Posted by admin | Nov 12 2014 | 2 comments | 2 likes

Today, is releasing (to you - our community - first) findings from over 3 months of pregnancy and conception related research.  Since launch, we have had over 10,000 views and 3,500 unique votes from all of you and we’ve learned some interesting things that can benefit women and their partners.  Thanks again for helping us progress toward our mission of providing better answers for those in the TTC, pregnancy, and early parenthood process!  The highlights from our research are below:

If you want to conceive quickly, avoid that extra slice of pizza
As it turns out, weight and diet have a significant impact on timing during the conception process.  In answers from our community, overweight (BMI of 24.9+) or obese (BMI of 30+) women who tried to conceive were 11%[1] more likely to not get pregnant in their first month of trying and a whopping 68% [2] more likely to take a year or longer (widely deemed as fertility challenged) to get pregnant!  You can also see this impact with women trying to conceive after stopping birth control, where being overweight and not watching diet made it 44%[3] more likely to take longer than 6 months to get pregnant.

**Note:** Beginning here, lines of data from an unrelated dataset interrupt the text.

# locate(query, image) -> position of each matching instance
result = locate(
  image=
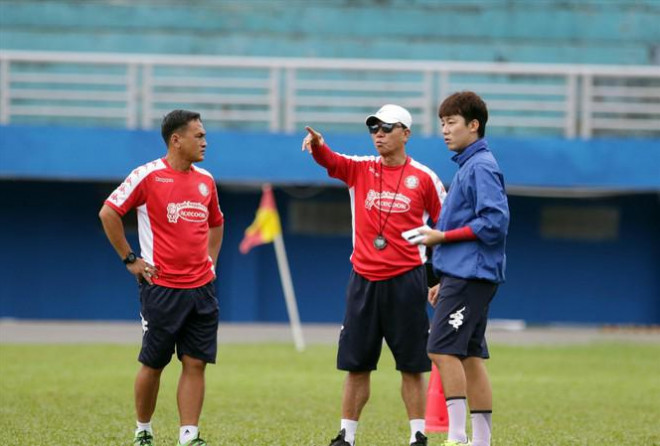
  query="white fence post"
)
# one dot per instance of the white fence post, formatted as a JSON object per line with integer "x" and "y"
{"x": 5, "y": 82}
{"x": 587, "y": 88}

When you consider that well over a third of women trying to conceive are able to do so in the first month and only about 1 in 6 take longer than a year to get pregnant while trying, it becomes clear that being overweight can have a severe impact on becoming pregnant!
But it’s not all doom and gloom.  We found that one behavior had a pronounced impact on helping improve fertility amongst the overweight or obese (as defined by BMI, above).  For this group, exercising 2-3 times per week increased the likelihood of conception in the first month by 43%[4] and decreased the likelihood of taking one year or longer to conceive by 21%[5]!

Speaking of exercise…

The power of exercise compels you….the power of exercise compels you…
For most people, the knowledge that exercise improves health, mood, stamina, and overall ability to recognize sunshine isn’t always enough to make us move more.  If the idea of sweating it out daily at the gym doesn't appeal to you, you might like this next stat: for those trying to get pregnant quickly, exercising 2-3 times per week increased likelihood to conceive in the first month of trying by 31%[6]!

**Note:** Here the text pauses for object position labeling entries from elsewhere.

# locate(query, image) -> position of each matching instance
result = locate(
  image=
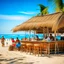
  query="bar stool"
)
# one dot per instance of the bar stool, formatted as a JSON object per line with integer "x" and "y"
{"x": 36, "y": 49}
{"x": 23, "y": 47}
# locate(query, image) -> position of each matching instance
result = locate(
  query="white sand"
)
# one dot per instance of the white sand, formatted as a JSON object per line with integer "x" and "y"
{"x": 16, "y": 57}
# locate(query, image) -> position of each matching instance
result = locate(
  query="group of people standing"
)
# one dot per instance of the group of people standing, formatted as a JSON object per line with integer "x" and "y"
{"x": 16, "y": 43}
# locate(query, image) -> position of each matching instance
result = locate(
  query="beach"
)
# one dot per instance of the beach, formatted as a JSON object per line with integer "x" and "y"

In fact, the data in our polls suggest that 2-3 times per week appears to be the “sweet spot” and that those trying to conceive should be careful about the frequency of exercise.  While not exercising at all is suboptimal, it's also very possible to overdo it. We found that those who exercised 4-5 times per week or more were 14%[7] more likely to take longer than one month to conceive.  In short:  if you're trying to conceive quickly, it may not be the best time to start training for a marathon.

Baby-making music: Battle of Gen X vs. Gen Y
When it comes to the “effort” put in to making a baby and raising a family, how do younger couples (35 and under) stack up to those 35+?  Well, according to our research, the experienced folks are in the lead! 

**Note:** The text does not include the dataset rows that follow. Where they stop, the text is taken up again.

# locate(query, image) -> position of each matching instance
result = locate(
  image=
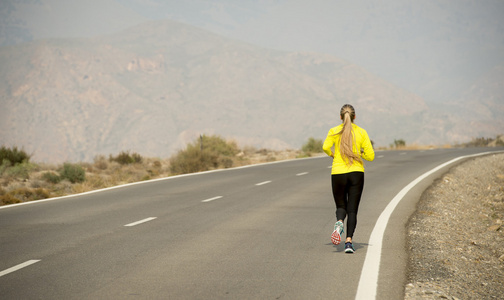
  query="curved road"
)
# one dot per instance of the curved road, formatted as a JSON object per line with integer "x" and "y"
{"x": 258, "y": 232}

Across the sex and relationship questions on the site, most of us were similar in frequency and relationships, but the 35+ couples were clear winners in two areas.  First, those 35+ were a whopping 49%[8] more likely to be having sex every day or multiple times a day when trying to conceive!  In addition to having “more fun” in the conception process, those 35+ were also 31%[9] less likely to experience relationship issues after having children. 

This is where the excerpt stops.